Their strategies were obvious. TI, Analog Devices, and the rest would offer their version of the MAX232 at a lower price than we would.

Despite the relentless price pressure, we maintained our market share. And we kept our gross margins above 70%.

As I look back, I realize TI and ADI might have been able to crush us, but they didn’t. The answer to why we beat our larger competitors explains both how you can defend yourself against a price oriented competitor, and how you can win with a price oriented strategy:

 

You need to understand that it’s almost always not about just having a lower price.

 

TI, ADI and the rest would announce their replicas of our MAX232 at around a 15% discount to our products. Each time our competitors lowered their prices we would lower our prices in return.

This is where we did the right thing, and this is where TI and ADI blew it. Our larger competitors assumed we would just give up as they kept lowering the price.

Instead we kept innovating while they never did innovate.

We kept coming up with new innovations and products that offered more value to our customers. This made the MAX232 less relevant over time because we moved customers to newer and better products. TI and ADI were left in the dust.

But it also shows the fatal flaw of just relying of TI’s and ADI’s lower price strategy:

 

You need to lower prices AND innovate if you’re going to win in a price sensitive market.

 

To this day I’ll never understand why TI and ADI didn’t try and leapfrog our position in the market. Instead, they seemed happy just following us. With their superior manufacturing capability, they might have won if they had innovated.

The lesson I took away from a small, startup perspective is that David can beat Goliath.

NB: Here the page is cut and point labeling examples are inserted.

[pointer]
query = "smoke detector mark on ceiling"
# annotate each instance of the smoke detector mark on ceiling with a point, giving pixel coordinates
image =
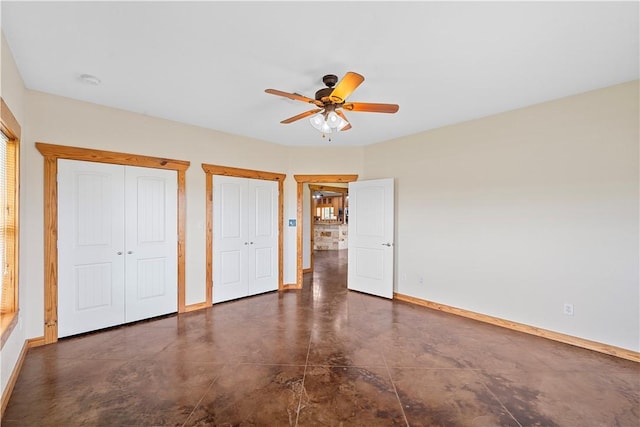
(89, 79)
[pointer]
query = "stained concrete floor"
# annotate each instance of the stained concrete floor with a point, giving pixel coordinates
(322, 356)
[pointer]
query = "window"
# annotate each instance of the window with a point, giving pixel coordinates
(9, 195)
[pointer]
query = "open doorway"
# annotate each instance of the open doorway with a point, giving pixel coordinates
(328, 213)
(305, 220)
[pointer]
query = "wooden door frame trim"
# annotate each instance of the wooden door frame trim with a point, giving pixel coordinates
(210, 171)
(310, 179)
(51, 154)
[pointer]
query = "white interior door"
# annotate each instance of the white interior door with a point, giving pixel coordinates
(371, 252)
(151, 242)
(262, 215)
(90, 246)
(230, 238)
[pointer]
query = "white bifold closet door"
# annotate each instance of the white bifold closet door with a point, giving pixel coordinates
(245, 237)
(117, 245)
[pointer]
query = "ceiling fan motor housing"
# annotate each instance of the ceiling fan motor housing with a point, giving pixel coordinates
(330, 80)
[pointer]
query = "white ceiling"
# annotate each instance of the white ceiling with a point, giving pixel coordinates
(208, 63)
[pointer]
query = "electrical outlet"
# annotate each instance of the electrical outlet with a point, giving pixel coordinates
(567, 309)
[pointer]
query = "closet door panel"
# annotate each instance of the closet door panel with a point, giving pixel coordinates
(90, 246)
(151, 242)
(230, 240)
(263, 236)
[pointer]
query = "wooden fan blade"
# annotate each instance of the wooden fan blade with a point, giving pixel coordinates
(371, 107)
(294, 96)
(301, 116)
(341, 114)
(346, 86)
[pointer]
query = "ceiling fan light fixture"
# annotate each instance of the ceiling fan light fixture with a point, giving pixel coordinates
(335, 121)
(328, 123)
(317, 120)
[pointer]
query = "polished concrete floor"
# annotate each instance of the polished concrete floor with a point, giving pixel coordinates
(321, 357)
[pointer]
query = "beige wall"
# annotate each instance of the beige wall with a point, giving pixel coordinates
(515, 214)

You don’t fight their strength (in this case lower costs), but you take advantage of the inherent slowness big companies operate with.

 

You can’t be afraid to obsolete your own products.

 

Speed kills.

We moved at a rapid clip, introducing innovative product after innovative product, essentially obsoleting our earlier products. So by the time TI and ADI eventually tried to replicate our latest product, we were on the next thing.

They never did catch up. We dominated the market, building a $200M/year business with gross margins greater than 70%.